Trend: Animated insect movies
Films: Antz and A Bug's Life
In the same year that Armageddon and Deep Impact were going head-to-head, rival animation studios DreamWorks and Disney / Pixar were embroiled in a very public feud over their competing insect movies Antz and A Bug's Life, not least because DreamWorks head honcho Jeffrey Katzenberg had recently left Disney. However, the films are actually significantly different: Antz is set in an ant-hill and feels, bizarrely, like a Woody Allen comedy, while A Bug's Life is about several different insects coming together, Magnificent 7-style, to fight Kevin Spacey's evil grasshopper. Needless to say, the latter stomped the former at the box-office.
Trend: Robin Hood movies
Films: Robin Hood: Prince of Thieves and Robin Hood
It has become a popular question at film quizzes: name the stars of the other Robin Hood movie that came out in the same year as Robin Hood: Prince of Thieves. The rival production starred Patrick Bergin and Uma Thurman (since you asked), but it never really stood a chance against Kevin Costner and Alan Rickman's box-office triumph and promptly disappeared without trace - indeed, it wasn't even granted a theatrical release in the States and aired on the Fox network instead.
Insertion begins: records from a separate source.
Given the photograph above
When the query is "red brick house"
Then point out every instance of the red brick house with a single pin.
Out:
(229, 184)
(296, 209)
To be fair, there's a good reason the film is largely forgotten today, as Bergin's Robin Hood is perhaps the dullest on record.
Trend: Illusionist movies
Films: The Prestige and The Illusionist
The fact that The Illusionist and The Prestige both came out in the same year could well be a simple coincidence, as both films were adapted from different literary sources: the former from a short story by Steven Millhauser and the latter from an acclaimed novel by Christopher Priest. The film Christopher Nolan made between Batman movies, The Prestige benefited from a superlative cast (Christian Bale, Hugh Jackman), a genuine sense of mystery and a compellingly twisty script, while The Illusionist (which lost out at the box-office) failed to pull off its central trick and got bogged down in half-hearted romance and dull characterisation.